Cheung, Jackie K., Keyburn, Anthony L., Carter, Glen P., Lanckriet, Anouk L., Van Immerseel, Filip, Moore, Robert J., Rood, Julian I.
Infection and immunity 2010 v.78 no.7 pp. 3064-3072
Clostridium perfringens, DNA, binding sites, chickens, cytotoxicity, enzymes, gastrointestinal system, hepatoma, mutation, necrotic enteritis, operon, pathogenesis, phenotype, poultry industry, reporter genes, sequence analysis, signal transduction, toxins, virulence
Clostridium perfringens causes several diseases in domestic livestock, including necrotic enteritis in chickens, which is of concern to the poultry industry due to its health implications and associated economic cost. The novel pore-forming toxin NetB is a critical virulence factor in the pathogenesis of this disease. In this study, we have examined the regulation of NetB toxin production. In C. perfringens, the quorum sensing-dependent VirSR two-component signal transduction system regulates genes encoding several toxins and extracellular enzymes. Analysis of the sequence upstream of the netB gene revealed the presence of potential DNA binding sites, or VirR boxes, that are recognized by the VirR response regulator. In vitro binding experiments showed that purified VirR was able to recognize and bind to these netB-associated VirR boxes. Furthermore, using a reporter gene assay, the netB VirR boxes were shown to be functional.
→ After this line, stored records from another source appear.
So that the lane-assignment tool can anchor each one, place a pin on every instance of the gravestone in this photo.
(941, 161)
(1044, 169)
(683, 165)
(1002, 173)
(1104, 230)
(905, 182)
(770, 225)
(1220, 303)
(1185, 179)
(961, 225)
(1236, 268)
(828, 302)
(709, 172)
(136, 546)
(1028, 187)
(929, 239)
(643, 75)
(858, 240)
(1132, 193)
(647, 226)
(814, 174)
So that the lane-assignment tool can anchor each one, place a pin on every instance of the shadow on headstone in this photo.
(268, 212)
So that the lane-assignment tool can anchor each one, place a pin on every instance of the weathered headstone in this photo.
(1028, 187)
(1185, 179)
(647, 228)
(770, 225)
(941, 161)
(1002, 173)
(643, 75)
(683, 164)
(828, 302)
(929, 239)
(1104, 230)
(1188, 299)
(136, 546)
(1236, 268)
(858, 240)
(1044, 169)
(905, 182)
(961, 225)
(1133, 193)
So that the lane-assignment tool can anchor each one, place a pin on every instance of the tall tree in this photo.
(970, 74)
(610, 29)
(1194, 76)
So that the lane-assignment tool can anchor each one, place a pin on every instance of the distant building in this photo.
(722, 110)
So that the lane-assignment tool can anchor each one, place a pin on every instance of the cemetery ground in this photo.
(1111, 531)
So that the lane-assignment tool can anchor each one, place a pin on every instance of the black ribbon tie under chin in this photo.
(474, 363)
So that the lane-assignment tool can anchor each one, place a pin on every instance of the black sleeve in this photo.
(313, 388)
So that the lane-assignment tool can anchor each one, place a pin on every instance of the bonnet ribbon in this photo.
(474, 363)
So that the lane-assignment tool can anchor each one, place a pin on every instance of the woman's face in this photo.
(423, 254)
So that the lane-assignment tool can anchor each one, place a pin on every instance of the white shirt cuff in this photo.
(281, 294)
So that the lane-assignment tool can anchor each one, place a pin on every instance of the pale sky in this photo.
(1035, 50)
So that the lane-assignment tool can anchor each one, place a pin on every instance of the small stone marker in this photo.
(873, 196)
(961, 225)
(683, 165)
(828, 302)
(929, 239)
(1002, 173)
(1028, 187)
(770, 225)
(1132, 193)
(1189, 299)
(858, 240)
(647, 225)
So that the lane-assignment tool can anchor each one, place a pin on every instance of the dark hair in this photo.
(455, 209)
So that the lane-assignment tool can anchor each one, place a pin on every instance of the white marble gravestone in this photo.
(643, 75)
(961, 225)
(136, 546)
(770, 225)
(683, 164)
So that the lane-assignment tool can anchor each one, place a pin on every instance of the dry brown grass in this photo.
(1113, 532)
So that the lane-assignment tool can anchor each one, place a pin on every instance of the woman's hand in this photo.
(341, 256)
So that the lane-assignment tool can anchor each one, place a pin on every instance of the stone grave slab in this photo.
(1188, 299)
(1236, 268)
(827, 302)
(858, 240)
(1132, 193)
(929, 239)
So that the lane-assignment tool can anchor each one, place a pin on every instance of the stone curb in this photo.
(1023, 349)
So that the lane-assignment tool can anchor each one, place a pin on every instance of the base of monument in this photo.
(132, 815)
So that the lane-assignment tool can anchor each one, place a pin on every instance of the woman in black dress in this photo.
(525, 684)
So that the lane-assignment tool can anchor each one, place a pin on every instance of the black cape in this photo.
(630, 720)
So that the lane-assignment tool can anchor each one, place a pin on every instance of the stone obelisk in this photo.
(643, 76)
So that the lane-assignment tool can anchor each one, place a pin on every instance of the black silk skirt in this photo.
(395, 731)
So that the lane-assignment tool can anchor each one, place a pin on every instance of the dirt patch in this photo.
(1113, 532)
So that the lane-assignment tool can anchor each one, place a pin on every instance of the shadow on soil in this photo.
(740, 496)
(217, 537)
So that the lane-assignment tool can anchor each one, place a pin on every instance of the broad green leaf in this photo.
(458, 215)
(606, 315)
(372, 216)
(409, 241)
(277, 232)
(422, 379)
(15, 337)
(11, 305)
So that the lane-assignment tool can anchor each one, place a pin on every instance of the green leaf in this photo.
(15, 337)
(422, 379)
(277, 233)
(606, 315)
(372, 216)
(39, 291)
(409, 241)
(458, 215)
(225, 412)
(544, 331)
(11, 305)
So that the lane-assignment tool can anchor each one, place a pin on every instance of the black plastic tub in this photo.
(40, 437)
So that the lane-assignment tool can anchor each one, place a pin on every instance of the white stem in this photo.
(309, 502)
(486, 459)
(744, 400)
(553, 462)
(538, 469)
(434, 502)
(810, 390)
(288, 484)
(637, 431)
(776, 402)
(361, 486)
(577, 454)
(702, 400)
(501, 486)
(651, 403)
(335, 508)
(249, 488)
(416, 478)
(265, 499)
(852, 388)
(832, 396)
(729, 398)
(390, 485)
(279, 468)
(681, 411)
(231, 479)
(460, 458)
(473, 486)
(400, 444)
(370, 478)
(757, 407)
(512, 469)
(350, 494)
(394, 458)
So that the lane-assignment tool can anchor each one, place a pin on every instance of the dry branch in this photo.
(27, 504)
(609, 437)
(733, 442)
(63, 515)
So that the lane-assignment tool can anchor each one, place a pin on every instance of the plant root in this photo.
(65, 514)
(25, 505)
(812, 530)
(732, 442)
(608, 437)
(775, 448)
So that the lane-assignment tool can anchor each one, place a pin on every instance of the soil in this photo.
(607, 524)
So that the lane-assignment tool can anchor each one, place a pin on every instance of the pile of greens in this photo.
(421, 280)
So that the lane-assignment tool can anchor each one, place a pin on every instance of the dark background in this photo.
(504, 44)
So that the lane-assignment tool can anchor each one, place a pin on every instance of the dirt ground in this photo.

Mutation of the virR gene in two avian C. perfringens strains was shown to significantly reduce the production of the NetB toxin; culture supernatants derived from these strains were no longer cytotoxic to Leghorn male hepatoma cells. Complementation with the virRS operon restored the toxin phenotypes to wild type. The results also showed that the VirSR two-component system regulates the expression of netB at the level of transcription. We postulate that in the gastrointestinal tract of infected birds, NetB production is upregulated when the population of C. perfringens cells reaches a threshold level that leads to activation of the VirSR system.